Ansonsten finden sich im November-Wasde nur kleinere Anpassungen. Die globalen Endbestände an Weizen fallen nun 1,2 Mio. t kleiner aus als noch im Oktober geschätzt, umfassen aber immer noch satte 227,3 Mio. t. Die Abwärtskorrektur begründet das USDA mit kleiner als zuvor geschätzten Anfangsbeständen. Die Produktion steigt minimal um 0,2 Mio. t auf 732,9 Mio. t. Der globale Verbrauch an Weizen legt leicht zu um knapp 1 Mio. t, da die Verfütterung zunimmt.

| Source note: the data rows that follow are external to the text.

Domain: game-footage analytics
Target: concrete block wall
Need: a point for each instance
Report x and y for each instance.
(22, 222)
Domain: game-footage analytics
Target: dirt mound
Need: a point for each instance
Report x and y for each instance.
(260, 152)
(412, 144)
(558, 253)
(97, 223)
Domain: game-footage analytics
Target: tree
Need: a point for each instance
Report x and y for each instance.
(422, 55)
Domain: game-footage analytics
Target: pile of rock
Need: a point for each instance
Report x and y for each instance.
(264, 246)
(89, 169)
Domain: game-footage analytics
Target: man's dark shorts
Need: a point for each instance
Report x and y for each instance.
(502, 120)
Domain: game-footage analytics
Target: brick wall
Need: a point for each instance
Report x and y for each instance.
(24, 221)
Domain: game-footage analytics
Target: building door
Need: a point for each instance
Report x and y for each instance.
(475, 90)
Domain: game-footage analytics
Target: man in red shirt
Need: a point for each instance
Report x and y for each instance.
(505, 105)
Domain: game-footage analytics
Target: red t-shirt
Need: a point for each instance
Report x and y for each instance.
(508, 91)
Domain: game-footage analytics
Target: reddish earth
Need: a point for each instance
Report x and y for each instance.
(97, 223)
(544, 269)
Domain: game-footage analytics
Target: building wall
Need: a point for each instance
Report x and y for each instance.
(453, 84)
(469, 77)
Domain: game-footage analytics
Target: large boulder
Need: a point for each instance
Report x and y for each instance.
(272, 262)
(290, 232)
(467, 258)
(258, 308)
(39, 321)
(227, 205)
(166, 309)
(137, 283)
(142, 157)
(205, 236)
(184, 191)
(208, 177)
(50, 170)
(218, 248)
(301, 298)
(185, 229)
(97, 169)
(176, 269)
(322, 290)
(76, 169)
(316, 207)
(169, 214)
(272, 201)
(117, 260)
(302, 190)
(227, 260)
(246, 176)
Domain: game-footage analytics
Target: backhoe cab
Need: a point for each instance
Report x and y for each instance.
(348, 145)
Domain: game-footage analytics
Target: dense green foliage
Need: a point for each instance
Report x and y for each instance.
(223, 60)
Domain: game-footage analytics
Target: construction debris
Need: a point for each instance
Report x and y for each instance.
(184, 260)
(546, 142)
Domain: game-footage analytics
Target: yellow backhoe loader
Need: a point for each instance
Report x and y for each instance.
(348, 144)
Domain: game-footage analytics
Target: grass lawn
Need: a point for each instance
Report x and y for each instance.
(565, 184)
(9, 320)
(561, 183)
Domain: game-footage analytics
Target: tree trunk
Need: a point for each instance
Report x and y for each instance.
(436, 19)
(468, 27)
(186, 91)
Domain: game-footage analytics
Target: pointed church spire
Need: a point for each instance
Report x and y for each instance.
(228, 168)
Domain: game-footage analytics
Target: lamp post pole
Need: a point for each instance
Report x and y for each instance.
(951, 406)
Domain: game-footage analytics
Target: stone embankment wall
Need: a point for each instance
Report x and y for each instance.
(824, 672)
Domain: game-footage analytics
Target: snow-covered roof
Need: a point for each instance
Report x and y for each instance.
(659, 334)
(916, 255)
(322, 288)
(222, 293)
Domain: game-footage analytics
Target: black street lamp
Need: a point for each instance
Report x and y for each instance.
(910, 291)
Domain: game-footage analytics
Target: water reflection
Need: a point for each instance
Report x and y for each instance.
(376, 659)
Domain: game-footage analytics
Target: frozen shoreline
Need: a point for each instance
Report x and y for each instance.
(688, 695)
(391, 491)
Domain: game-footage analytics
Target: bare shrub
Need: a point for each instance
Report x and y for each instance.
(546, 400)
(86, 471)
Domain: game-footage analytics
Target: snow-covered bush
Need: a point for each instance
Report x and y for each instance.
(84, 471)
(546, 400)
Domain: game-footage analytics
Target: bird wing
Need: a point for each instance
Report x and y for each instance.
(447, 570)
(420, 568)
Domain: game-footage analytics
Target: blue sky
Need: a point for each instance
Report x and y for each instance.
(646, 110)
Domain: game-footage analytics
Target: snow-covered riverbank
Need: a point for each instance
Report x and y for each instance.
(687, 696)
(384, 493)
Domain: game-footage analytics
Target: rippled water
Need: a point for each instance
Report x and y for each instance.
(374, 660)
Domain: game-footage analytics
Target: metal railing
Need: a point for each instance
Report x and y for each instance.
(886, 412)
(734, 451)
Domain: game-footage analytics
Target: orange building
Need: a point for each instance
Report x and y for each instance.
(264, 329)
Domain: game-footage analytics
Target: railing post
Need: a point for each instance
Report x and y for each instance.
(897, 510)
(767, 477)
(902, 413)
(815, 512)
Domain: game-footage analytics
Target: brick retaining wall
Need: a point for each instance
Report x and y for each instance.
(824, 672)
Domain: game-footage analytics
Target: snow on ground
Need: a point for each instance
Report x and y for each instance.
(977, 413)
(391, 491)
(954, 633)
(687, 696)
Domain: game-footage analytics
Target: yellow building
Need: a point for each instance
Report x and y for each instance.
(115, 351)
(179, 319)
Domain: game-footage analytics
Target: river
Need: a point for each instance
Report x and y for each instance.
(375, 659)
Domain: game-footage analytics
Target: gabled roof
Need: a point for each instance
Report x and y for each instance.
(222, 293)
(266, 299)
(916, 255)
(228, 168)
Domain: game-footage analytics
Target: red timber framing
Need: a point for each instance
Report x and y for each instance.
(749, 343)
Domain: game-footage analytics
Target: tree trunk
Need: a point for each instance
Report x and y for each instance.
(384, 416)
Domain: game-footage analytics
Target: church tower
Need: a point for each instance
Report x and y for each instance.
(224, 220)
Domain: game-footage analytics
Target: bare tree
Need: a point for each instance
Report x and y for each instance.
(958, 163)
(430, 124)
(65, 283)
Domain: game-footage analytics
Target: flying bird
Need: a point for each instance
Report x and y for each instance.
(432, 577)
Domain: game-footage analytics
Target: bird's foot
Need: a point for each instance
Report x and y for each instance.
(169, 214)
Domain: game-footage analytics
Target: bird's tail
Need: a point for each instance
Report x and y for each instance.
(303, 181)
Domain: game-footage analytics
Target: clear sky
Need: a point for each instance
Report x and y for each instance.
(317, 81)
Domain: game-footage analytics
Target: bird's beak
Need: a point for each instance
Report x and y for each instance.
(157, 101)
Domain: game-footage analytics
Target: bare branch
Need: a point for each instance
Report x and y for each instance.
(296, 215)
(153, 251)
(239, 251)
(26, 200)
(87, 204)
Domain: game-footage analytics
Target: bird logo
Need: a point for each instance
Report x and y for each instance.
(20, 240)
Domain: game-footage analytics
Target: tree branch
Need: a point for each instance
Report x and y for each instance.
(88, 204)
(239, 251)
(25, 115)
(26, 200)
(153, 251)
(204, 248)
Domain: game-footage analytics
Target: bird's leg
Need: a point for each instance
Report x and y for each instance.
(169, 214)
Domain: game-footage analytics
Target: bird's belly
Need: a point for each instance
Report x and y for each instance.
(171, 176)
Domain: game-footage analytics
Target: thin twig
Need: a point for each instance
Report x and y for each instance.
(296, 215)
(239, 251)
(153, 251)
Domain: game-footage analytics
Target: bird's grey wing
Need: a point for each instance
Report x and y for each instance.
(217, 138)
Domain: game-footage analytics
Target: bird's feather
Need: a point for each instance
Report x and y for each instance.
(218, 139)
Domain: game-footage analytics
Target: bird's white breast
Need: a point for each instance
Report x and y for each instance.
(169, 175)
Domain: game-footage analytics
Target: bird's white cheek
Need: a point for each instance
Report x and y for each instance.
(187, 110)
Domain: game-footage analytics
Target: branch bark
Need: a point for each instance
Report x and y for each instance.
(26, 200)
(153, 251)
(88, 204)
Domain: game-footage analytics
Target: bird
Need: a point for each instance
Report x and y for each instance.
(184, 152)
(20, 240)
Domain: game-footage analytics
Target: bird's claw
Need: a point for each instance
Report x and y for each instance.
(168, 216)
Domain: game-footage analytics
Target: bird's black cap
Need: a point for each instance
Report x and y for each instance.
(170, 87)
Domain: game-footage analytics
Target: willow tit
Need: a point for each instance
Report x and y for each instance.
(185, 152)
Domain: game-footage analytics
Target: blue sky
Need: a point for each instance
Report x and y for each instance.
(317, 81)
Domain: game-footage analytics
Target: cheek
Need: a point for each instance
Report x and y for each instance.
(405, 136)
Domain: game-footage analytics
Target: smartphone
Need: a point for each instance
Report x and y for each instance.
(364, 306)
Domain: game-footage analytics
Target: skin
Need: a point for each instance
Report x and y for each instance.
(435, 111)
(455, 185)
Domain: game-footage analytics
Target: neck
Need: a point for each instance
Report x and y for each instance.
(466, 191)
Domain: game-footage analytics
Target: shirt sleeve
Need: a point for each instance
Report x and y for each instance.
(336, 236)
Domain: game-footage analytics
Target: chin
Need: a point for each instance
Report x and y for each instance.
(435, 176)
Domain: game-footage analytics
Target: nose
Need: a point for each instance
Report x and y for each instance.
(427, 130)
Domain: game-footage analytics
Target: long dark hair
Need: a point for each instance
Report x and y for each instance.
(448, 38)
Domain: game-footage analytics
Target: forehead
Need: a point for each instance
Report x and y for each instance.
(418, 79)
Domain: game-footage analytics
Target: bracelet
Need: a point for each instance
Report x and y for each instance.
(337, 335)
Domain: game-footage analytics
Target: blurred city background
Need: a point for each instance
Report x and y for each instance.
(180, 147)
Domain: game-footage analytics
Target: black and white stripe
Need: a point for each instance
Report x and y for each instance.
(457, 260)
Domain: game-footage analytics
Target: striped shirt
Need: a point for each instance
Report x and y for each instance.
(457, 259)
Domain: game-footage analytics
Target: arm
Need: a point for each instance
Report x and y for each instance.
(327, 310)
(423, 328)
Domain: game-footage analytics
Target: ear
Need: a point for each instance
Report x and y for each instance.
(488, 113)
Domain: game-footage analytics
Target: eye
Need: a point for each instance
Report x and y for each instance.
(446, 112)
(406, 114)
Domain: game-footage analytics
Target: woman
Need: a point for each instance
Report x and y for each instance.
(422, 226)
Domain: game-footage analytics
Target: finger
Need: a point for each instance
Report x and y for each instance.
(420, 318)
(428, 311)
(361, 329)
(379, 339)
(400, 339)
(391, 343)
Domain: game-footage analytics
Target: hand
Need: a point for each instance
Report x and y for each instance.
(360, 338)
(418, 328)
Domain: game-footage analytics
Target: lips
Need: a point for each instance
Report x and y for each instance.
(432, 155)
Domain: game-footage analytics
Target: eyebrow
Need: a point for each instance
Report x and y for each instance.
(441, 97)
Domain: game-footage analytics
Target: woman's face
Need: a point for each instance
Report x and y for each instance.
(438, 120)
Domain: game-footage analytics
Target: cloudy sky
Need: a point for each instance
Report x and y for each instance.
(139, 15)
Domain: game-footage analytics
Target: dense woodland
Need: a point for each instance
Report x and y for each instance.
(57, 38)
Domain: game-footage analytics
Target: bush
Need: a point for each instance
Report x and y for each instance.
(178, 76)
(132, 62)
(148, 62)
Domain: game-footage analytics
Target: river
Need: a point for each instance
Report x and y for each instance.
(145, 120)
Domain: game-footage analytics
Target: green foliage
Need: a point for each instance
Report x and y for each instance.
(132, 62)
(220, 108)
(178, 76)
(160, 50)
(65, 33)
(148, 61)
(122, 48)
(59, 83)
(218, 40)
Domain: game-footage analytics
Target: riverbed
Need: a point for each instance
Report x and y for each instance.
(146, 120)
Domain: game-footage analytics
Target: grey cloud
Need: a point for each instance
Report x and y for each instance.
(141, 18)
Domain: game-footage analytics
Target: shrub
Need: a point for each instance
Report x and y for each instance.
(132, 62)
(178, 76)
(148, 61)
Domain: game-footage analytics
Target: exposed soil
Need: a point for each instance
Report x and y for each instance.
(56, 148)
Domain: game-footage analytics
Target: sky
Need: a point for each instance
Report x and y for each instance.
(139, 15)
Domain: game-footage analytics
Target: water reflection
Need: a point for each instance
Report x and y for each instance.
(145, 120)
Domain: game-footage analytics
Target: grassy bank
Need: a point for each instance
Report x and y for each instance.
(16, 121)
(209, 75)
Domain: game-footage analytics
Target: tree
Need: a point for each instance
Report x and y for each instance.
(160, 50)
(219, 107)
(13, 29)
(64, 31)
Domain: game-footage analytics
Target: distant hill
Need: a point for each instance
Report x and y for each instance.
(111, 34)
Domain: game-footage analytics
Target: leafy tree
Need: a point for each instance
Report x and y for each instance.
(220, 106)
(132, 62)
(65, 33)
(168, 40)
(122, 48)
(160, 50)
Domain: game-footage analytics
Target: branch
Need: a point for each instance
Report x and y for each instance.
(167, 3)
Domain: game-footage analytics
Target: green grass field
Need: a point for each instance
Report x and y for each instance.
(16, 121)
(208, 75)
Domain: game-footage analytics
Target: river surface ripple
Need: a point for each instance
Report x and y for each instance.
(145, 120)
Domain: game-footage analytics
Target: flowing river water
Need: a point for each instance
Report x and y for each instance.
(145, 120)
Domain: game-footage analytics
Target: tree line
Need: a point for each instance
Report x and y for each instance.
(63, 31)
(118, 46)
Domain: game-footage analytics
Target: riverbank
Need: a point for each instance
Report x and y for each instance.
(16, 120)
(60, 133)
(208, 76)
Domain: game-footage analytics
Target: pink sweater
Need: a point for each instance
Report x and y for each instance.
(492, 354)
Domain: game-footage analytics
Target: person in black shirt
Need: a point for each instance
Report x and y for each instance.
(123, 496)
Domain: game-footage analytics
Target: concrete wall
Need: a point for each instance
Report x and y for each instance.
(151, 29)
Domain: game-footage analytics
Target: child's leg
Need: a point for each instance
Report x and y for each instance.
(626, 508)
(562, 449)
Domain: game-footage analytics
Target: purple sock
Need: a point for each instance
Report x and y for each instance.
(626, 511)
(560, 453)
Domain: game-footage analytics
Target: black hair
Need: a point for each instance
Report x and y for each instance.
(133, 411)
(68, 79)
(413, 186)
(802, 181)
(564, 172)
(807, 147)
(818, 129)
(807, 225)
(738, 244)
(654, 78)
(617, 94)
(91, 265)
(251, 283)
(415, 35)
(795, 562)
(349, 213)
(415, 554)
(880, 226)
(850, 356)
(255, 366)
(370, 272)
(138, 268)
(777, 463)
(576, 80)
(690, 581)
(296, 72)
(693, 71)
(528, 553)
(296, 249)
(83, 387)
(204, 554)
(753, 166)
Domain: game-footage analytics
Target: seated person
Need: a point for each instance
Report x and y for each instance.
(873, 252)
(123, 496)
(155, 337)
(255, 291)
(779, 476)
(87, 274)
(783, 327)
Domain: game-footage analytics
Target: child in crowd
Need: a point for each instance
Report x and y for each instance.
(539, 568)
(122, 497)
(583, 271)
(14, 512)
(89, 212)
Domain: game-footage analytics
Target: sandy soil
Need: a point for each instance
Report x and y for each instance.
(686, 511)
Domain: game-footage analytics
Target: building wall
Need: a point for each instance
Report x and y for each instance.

Die EU-Weizenernte 2015/16 schätzt das USDA mit 157,3 Mio. t jetzt 2 Mio. t höher ein als im Vormonat. Den El-Nino-Effekt in Australien sieht das Ministerium in Washington offenbar gelassener als der USDA-Attaché in Canberra: Dieser hatte vor wenigen Wochen die Weizenproduktion in Australien deutlich herunterkorrigiert auf 24 Mio. t. Das USDA korrigiert seine Prognose am Dienstag nur um 1 Mio. t auf nun 26 Mio. t.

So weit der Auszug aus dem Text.